With John, things fell into place. By Monday morning, we were ringing up more volunteers, asking them to join the campaign, write to their MP and help us plan activities. Within a couple of days, John had turned out 25 people to a campaign meeting, running a giant stunt outside the hospital. We also supported volunteers in four other constituencies served by the hospital to put pressure on their MP.

At a time of urgency, working with who is available and willing, rather than trying to find the perfect person, we were able to run a reactive campaign.

2. Use Digital Tools

My laptop and phone are the most essential items in my organiser arsenal. Wherever I am, I need to be in constant contact with volunteers. But you can use many other tools to up your game. Here are a few of the tools we used on the Worcester campaign.

For admin, we turned to Trello. It’s a tool where you can create shared, virtual to-do lists and link them to thousands of other tools through Zapier. Organising hundreds of meetings nationwide with thousands of members can be a complete headache, but Trello meant any staffer could pick it.

As MPs across Worcestershire slowly got to grips with the hospital story we used Trello to track news articles and press release, to update which members were holding letter writing sessions and to keep detailed notes on phone calls between our staff and campaigners on the ground.

Every time one of my staff worked with a member to secure a meeting with their MP they could scan a Trello card and see exactly what the MP had said on the issue.

Organising often works better when its local. If you can pop down to the coffee shop in the middle of the day. But for 38 Degrees who represent 2 million people across the country this cant always happen.

When coffee is not an option use Jitsi.

Jitsi is a video conferencing tool which requires no login. This means setting up a meeting or barnstorm with volunteers can be as quick as sending a text. We held regular calls to induct volunteers to the campaign, guide them through how to get a meeting with their MP and keep them connected to each other.

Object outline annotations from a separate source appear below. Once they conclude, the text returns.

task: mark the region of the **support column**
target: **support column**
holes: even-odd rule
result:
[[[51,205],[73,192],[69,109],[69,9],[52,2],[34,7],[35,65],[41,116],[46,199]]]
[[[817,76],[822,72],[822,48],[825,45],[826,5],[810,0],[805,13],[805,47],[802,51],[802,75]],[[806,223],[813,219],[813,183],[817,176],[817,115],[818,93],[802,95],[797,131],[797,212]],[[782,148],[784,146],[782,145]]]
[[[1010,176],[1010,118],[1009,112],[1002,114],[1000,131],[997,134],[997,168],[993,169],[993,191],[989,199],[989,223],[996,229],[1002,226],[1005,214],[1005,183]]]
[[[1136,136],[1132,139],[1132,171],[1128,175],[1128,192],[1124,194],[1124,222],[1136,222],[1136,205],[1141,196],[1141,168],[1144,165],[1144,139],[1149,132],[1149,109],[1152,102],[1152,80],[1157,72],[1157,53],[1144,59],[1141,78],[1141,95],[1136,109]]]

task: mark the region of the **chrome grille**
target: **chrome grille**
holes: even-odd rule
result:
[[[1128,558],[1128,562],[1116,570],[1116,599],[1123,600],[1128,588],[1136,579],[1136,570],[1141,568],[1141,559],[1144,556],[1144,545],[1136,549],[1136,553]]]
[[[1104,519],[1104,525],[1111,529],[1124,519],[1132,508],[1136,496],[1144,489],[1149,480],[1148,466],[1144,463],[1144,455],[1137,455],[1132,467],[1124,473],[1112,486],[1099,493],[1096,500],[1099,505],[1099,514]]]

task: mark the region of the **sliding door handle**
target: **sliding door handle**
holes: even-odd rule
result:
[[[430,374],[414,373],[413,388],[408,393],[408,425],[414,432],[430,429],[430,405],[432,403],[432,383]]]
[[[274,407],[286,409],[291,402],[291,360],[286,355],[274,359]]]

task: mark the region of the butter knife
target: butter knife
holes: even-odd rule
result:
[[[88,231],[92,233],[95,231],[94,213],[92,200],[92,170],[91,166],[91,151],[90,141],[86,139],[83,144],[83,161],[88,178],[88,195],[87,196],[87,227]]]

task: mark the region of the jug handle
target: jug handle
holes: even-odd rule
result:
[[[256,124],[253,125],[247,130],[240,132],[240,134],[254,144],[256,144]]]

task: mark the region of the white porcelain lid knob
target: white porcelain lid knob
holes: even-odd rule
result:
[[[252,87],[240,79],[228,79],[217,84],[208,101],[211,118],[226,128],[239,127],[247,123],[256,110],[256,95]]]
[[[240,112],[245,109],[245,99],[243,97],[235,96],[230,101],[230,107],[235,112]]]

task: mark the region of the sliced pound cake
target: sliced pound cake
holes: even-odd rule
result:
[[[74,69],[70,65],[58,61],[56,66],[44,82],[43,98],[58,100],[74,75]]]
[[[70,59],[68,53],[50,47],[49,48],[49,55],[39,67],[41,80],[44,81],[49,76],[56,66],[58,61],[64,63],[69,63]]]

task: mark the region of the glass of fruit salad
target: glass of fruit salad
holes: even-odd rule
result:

In all of the fast-paced organising and mobilising Ive done over the years, the failure Ive seen time and time again is not creating a trusting relationship with volunteers.

When it looked like the campaign wasn’t going anywhere and the MP refused to meet, we were able to come together online and work out plan B. Trust that the people you are working with know what is best. If things are not working out, be honest. Let volunteers know, and they will support you.

Last, you need a broadcasting tool, and I will offer two. Firstly, Slack. It is essentially your online office. It hands responsibility to volunteers instantly and does away with waiting until your next meeting to chat.

Secondly, a peer-to-peer texting tool. You can now buy these reasonably off the shelf, and I would recommend Spoke or Hustle. They allow you to quickly send information to a volunteer in a natural, personal way, but the beauty is anyone can be on the other end of the message

3. Ask Big

I’ve seen countless organisations shy away from asking their supporters to commit.

There seem to be two camps for supporters: you are either a diehard who needs an official title and job description, or you are there to sign a petition/donate a quid and not be seen again.

These camps don’t leave room for the person who is passionate about an issue that they are willing, for an hour or a few days, to give up their time.

Not every person needs to become a dedicated activist.

If you want to take organising to scale, you must put options out there. The best way to find people is to ask who’s free. Need events set up across the country? Send a Jitsi link and see who joins you. It’s a self-selecting exercise.

Back on the Worcester campaign, I went in hard. The first call I put to John was to ask him to lead the campaign. Asking big from the start meant that when local radio and TV approached us, and MPs wanted face time, John was deeply committed to the campaign. Since that campaign, Johns has taken every campaign action we offer him. He has sown bee-friendly flowers in his garden, lobbied his MP on Brexit and hosted a community picnic to save his local park.

By asking big we got John hooked on campaigning in a way I could have never expected.